About Our Customer

A global investment bank and financial services firm founded and based in Switzerland. Headquartered in Zürich, it maintains offices in all major financial centres around the world and provides services in investment banking, private banking, asset management, and shared services.

Their Use Case

The profit and loss of strategic trading decisions depend on the data available and its quality. If the data available is of low quality or faulty then trading decisions based on this data can result in losses instead of profit. Failed trading decisions result in reputational and financial damage for the bank.
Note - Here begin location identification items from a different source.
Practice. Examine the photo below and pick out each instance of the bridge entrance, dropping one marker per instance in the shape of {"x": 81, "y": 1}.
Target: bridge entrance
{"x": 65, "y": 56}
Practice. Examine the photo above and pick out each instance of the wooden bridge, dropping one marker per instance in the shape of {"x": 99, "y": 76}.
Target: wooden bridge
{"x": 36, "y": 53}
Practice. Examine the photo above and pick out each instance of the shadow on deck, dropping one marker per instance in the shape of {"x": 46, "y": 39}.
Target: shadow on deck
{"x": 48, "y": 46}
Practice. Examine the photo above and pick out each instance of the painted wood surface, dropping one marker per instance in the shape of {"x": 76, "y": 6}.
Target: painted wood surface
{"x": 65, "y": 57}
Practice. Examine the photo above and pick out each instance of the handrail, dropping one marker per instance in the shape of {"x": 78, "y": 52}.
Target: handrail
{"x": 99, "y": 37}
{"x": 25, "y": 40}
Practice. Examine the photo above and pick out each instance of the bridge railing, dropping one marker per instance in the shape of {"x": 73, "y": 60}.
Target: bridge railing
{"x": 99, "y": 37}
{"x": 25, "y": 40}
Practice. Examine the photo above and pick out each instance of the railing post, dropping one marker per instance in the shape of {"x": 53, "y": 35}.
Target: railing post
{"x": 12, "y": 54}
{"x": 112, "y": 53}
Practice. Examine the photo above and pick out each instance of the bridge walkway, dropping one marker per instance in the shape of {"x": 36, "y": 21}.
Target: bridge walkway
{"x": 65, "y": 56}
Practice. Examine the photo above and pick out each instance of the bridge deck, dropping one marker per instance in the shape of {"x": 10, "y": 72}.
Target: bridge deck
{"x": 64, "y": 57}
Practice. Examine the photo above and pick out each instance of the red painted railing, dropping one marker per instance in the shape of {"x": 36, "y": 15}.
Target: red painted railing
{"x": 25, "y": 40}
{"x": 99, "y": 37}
This may also result in the loss of customers for the bank.

Moreover, machine learning (ML) algorithms are becoming more and more dependent upon business operations and decision-making. Poor data quality significantly impacts the data insights produced by these ML algorithms.
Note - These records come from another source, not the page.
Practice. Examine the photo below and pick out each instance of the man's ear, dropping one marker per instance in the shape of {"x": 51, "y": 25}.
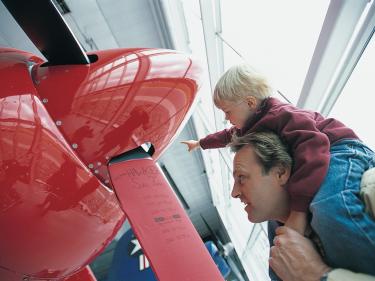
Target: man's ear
{"x": 283, "y": 174}
{"x": 252, "y": 102}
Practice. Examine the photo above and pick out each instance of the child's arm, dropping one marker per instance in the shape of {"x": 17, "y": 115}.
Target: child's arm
{"x": 297, "y": 221}
{"x": 192, "y": 144}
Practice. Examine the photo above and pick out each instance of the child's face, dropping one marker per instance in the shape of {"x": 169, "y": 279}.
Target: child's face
{"x": 236, "y": 113}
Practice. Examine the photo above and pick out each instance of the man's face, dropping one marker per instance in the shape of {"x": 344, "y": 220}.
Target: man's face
{"x": 264, "y": 196}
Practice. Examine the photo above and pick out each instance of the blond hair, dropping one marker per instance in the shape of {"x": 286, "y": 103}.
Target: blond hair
{"x": 241, "y": 81}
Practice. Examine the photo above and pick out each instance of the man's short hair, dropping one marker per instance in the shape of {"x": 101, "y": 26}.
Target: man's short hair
{"x": 270, "y": 151}
{"x": 239, "y": 82}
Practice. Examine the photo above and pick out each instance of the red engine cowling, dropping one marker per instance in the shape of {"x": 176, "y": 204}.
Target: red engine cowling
{"x": 59, "y": 126}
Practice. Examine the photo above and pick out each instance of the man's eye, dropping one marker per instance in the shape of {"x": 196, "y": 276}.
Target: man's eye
{"x": 241, "y": 179}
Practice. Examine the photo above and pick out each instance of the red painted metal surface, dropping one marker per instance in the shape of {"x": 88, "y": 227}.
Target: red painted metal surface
{"x": 168, "y": 238}
{"x": 59, "y": 126}
{"x": 55, "y": 215}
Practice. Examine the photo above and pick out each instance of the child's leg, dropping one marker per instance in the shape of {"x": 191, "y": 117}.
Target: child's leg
{"x": 346, "y": 231}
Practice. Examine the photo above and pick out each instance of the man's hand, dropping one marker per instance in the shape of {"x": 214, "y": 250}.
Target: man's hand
{"x": 297, "y": 221}
{"x": 192, "y": 144}
{"x": 294, "y": 258}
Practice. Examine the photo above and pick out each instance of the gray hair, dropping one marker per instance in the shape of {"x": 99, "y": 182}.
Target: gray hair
{"x": 241, "y": 81}
{"x": 270, "y": 151}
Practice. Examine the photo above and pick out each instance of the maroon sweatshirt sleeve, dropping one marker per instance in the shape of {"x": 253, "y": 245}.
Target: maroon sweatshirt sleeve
{"x": 217, "y": 140}
{"x": 310, "y": 149}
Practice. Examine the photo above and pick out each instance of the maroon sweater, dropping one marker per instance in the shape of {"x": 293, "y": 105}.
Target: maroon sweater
{"x": 309, "y": 136}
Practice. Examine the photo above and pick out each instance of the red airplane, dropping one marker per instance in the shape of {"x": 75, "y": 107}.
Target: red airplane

It is vital to identify as many potential risks and issues with data quality before it can be used in any ML algorithms and trading decisions.

Our Solution

Our approach started with working with our business stakeholders in the creation of a Business Requirement Document (BRD) that captures the data quality metrics.
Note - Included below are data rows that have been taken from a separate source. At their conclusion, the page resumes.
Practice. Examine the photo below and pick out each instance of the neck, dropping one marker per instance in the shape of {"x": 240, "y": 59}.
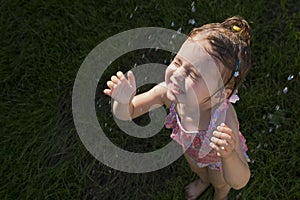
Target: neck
{"x": 194, "y": 118}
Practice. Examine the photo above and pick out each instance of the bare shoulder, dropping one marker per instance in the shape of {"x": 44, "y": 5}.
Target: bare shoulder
{"x": 233, "y": 123}
{"x": 231, "y": 119}
{"x": 160, "y": 90}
In collaboration with our client, we developed a Python-based Data Quality Management (DQM) solution that used Data Science and Machine Learning techniques to identify issues with data quality.

The quality of the data was assessed using different metrics such as:

Missing Data	Incorrect Data Format
Incorrect Timestamps	Duplicate Data
Outliers & Anomalous Data	Sudden Spikes
Dips in Data	Late Data
Not Enough Data Available

Our implementation featured the following:

We created the data quality checks as a generic Python library so it can be adapted and used in other domains as well.
The data quality library was deployed on the cloud (Azure Databricks).
The data quality library was optimized for performance and scalability where possible.
A visualization dashboard was also created which shows the results of data quality checks in an easy-to-follow visual format.

The Results

Our solution was delivered on time, and within budget. Both business and IT customers were very pleased with the results and they wanted to adopt our DQM solution to identify more data problems within other areas of the bank. The solution was generic and flexible to be used with a wide range of data types and sources. Moreover, the solution was scalable so that It could be scaled to enable large data processing using more processor cores.

In one of the data sources, using our solution, we found:

Around 2% of missing data
Around 1% of duplicate data
Around 4% of late data
Around 1.5% of outlier data
Around 5% of invalid format data